Two rockets targeted a US patrol base in northeastern Syria late Friday, the third such attack in nine days, US Central Command said.
Centcom did not indicate who fired the rockets but said, in a statement, that they aimed at "coalition forces at the US patrol base in Al-Shaddadi, Syria".
The strike at about 10:30 pm (1930 GMT) caused no injuries or damage to the base or coalition property, said Centcom, which covers the Middle East region.
The US troops support Syrian Democratic Forces (SDF), which are the Kurds' de facto army in the area and led the battle that dislodged the Islamic State group (IS) from the last scraps of their Syrian territory in 2019.
Hundreds of American troops are still in Syria as part of the fight against IS remnants.

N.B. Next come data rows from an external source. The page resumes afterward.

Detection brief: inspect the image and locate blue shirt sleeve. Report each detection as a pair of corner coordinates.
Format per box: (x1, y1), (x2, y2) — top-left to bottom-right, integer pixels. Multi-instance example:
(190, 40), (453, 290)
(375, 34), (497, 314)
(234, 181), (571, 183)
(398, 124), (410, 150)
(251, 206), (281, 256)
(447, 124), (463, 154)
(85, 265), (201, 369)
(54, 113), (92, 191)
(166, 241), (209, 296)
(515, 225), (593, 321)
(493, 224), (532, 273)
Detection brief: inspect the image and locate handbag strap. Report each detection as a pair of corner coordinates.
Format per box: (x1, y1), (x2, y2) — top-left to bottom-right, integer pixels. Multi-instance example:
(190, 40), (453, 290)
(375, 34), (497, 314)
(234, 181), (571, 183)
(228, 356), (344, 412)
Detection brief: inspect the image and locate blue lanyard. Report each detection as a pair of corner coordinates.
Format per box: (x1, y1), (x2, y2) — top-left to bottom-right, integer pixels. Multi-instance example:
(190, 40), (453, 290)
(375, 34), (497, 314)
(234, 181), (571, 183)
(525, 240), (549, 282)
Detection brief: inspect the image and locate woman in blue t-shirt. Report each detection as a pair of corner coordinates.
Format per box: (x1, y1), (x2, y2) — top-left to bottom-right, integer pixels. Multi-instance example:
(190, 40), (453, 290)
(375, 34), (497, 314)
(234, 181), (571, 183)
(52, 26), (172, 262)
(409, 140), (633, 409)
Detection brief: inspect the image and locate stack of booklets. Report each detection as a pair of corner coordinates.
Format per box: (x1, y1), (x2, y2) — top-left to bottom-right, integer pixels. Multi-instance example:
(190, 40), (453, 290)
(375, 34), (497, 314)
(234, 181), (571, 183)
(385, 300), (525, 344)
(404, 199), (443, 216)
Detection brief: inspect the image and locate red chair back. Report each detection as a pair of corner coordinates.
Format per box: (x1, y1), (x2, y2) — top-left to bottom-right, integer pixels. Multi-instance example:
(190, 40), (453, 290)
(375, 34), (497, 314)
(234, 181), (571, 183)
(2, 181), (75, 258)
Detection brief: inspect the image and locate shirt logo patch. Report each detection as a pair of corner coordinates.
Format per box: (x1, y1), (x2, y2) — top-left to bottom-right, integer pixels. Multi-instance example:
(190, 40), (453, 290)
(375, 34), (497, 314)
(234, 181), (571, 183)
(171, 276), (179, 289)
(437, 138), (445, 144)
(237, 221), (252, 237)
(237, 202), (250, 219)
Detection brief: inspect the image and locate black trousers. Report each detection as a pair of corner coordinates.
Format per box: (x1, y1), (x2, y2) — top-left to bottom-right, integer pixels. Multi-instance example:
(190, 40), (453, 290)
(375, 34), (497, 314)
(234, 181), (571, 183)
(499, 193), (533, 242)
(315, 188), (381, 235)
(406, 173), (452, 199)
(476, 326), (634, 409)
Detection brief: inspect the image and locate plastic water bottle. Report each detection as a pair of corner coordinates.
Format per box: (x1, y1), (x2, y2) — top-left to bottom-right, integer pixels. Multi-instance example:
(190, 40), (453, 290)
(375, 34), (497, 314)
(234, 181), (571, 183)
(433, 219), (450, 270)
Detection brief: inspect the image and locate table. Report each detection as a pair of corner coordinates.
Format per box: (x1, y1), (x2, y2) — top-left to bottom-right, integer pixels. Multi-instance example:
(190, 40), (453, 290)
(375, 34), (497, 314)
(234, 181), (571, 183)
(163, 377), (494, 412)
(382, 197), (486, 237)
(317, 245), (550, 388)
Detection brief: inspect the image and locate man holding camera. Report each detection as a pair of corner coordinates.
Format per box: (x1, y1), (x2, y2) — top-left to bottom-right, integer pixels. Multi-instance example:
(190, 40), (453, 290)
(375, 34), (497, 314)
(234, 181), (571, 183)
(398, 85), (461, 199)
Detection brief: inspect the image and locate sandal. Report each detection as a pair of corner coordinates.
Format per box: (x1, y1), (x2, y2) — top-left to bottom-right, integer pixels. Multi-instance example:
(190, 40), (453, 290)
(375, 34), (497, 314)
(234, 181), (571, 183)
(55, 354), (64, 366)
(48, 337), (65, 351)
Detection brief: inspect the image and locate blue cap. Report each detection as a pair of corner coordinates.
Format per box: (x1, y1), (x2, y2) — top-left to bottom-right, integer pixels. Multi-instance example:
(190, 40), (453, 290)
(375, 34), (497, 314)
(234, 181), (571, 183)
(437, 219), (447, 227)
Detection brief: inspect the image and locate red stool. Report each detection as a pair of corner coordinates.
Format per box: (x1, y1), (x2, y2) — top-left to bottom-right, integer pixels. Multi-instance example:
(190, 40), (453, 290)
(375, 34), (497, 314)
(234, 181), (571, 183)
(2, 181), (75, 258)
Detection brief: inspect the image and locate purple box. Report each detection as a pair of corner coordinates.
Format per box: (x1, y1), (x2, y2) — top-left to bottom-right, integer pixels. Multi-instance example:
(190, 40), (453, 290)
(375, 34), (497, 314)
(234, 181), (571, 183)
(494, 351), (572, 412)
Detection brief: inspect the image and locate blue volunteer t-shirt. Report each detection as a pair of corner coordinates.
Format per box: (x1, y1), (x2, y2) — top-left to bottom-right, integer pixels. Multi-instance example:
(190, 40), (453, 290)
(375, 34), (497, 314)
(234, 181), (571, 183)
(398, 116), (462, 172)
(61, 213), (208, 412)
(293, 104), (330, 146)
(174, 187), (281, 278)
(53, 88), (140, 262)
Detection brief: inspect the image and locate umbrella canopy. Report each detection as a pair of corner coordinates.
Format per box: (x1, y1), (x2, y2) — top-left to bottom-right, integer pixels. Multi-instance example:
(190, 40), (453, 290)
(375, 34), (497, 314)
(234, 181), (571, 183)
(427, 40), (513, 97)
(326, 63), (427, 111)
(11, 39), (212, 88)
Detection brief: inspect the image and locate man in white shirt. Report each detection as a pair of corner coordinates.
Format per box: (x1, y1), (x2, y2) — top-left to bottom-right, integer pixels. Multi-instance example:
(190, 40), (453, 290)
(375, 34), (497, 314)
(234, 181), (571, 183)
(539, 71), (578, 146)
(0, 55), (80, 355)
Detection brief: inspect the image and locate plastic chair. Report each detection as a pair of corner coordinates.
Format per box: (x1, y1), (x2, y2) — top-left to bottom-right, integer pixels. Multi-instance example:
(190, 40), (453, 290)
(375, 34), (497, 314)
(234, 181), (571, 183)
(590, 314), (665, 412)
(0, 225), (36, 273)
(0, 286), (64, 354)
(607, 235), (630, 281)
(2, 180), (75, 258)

"Syrian Democratic Forces visited the rocket origin site and found a third unfired rocket," Centcom added in its latest statement.
On November 17 rockets targeted the coalition's Green Village base which is in Syria's largest oil field, Al-Omar, near the Iraqi border, Centcom said at the time. There were no injuries.
A war monitor, the British-based Syrian Observatory for Human Rights which has a wide network of sources in Syria, said that strike came from "a base of pro-Iranian militias".
Such groups have significant influence in the Syria-Iraq border region.